‘Not in a dishonourable way, Wegg, because you was singing to the butcher; and you wouldn’t sing secrets to a butcher in the street, you know.’

‘It never happened that I did so yet, to the best of my remembrance,’ said Mr Wegg, cautiously. ‘But I might do it. A man can’t say what he might wish to do some day or another.’ (This, not to release any little advantage he might derive from Mr Boffin’s avowal.)

‘Well,’ repeated Boffin, ‘I was a listening to you and to him. And what do you—you haven’t got another stool, have you? I’m rather thick in my breath.’

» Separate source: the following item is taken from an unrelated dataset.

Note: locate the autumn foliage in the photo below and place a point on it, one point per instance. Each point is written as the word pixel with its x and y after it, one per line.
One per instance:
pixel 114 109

‘I haven’t got another, but you’re welcome to this,’ said Wegg, resigning it. ‘It’s a treat to me to stand.’

‘Lard!’ exclaimed Mr Boffin, in a tone of great enjoyment, as he settled himself down, still nursing his stick like a baby, ‘it’s a pleasant place, this! And then to be shut in on each side, with these ballads, like so many book-leaf blinkers! Why, its delightful!’

‘If I am not mistaken, sir,’ Mr Wegg delicately hinted, resting a hand on his stall, and bending over the discursive Boffin, ‘you alluded to some offer or another that was in your mind?’

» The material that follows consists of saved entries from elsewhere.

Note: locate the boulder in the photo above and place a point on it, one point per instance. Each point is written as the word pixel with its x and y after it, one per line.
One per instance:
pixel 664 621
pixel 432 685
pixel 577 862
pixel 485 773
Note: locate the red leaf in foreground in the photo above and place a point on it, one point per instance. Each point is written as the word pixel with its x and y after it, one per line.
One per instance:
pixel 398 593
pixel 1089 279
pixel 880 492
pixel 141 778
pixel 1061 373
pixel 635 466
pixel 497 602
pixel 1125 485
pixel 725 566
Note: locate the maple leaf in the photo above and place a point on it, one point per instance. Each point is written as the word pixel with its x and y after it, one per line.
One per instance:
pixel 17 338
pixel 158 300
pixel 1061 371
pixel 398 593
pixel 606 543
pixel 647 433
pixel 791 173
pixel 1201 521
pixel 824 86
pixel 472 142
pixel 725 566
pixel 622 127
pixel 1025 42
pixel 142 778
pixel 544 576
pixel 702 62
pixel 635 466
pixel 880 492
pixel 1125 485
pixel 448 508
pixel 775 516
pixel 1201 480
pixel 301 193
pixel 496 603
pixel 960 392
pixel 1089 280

‘I’m coming to it! All right. I’m coming to it! I was going to say that when I listened that morning, I listened with hadmiration amounting to haw. I thought to myself, “Here’s a man with a wooden leg—a literary man with—“’

‘N—not exactly so, sir,’ said Mr Wegg.

‘Why, you know every one of these songs by name and by tune, and if you want to read or to sing any one on ’em off straight, you’ve only to whip on your spectacles and do it!’ cried Mr Boffin. ‘I see you at it!’

‘Well, sir,’ returned Mr Wegg, with a conscious inclination of the head; ‘we’ll say literary, then.’